US Spies Are Lobbying Congress to Save a Phone Surveillance 'Loophole'
Key Excerpts from Article on Website of Wired
Posted: August 7th, 2023
An effort by United States lawmakers to prevent government agencies from domestically tracking citizens without a search warrant is facing opposition internally from one of its largest intelligence services. Officials at the National Security Agency (NSA) have approached lawmakers charged with its oversight about opposing an amendment that would prevent it from paying companies for location data instead of obtaining a warrant in court.

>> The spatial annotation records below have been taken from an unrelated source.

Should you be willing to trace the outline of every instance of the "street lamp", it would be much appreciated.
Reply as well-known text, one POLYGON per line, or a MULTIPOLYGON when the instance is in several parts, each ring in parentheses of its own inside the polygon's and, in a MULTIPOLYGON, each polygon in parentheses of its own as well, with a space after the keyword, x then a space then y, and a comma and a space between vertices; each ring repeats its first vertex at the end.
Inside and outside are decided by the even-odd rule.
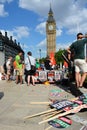
POLYGON ((41 49, 39 49, 39 52, 40 52, 40 59, 41 59, 41 49))

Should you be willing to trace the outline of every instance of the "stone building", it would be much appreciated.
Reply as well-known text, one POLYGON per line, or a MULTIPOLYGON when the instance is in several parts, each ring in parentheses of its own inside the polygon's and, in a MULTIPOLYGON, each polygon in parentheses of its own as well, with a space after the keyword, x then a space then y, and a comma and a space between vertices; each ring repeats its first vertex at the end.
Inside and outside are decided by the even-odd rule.
POLYGON ((23 52, 24 59, 24 51, 21 48, 20 43, 17 44, 16 40, 13 41, 12 36, 8 38, 7 32, 5 32, 5 36, 0 32, 0 66, 5 63, 9 56, 12 56, 14 59, 19 51, 23 52))

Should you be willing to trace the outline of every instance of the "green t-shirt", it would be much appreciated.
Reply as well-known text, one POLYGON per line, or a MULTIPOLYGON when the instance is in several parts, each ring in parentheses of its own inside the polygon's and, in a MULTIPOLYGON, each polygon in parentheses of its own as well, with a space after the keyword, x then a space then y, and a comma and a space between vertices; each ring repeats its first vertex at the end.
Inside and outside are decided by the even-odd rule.
POLYGON ((20 63, 21 58, 20 58, 19 55, 16 55, 15 61, 16 61, 17 68, 18 68, 18 69, 22 69, 22 63, 20 63))
POLYGON ((72 43, 70 46, 70 50, 74 52, 74 59, 84 59, 84 45, 87 43, 87 38, 77 40, 76 42, 72 43))

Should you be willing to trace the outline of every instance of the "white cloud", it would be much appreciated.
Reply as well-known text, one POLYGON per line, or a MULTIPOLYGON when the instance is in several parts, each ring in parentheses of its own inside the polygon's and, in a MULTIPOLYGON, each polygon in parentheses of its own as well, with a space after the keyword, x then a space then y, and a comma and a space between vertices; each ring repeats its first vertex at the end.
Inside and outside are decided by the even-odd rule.
POLYGON ((39 32, 40 34, 45 35, 46 34, 46 22, 40 23, 36 27, 36 31, 39 32))
POLYGON ((5 6, 4 4, 6 2, 10 3, 12 2, 13 0, 0 0, 0 16, 1 17, 5 17, 5 16, 8 16, 8 12, 5 11, 5 6))
POLYGON ((12 2, 13 0, 0 0, 0 3, 5 3, 5 2, 8 2, 8 3, 10 3, 10 2, 12 2))

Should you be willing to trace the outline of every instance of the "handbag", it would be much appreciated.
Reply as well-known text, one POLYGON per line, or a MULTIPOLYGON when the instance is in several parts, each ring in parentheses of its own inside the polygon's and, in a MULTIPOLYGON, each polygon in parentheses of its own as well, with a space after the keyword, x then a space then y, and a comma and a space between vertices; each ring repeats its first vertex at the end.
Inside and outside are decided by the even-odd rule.
MULTIPOLYGON (((29 56, 28 56, 28 60, 30 62, 29 56)), ((34 65, 31 65, 31 62, 30 62, 30 66, 31 66, 31 72, 36 72, 36 67, 34 65)))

Introduced by US representatives Warren Davidson and Sara Jacobs, the amendment ... would prohibit US military agencies from "purchasing data that would otherwise require a warrant, court order, or subpoena" to obtain. The ban would cover more than half of the US intelligence community, including the NSA, the Defense Intelligence Agency, and the newly formed National Space Intelligence Center, among others. A government report declassified by the Office of the Director of National Intelligence last month revealed that US intelligence agencies were avoiding judicial review by purchasing a "large amount" of "sensitive and intimate information" about Americans, including data that can be used to trace people's whereabouts over extended periods of time. The sensitivity of the data is such that "in the wrong hands," the report says, it could be used to "facilitate blackmail," among other undesirable outcomes. The report also acknowledges that some of the data being procured is protected under the US Constitution's Fourth Amendment.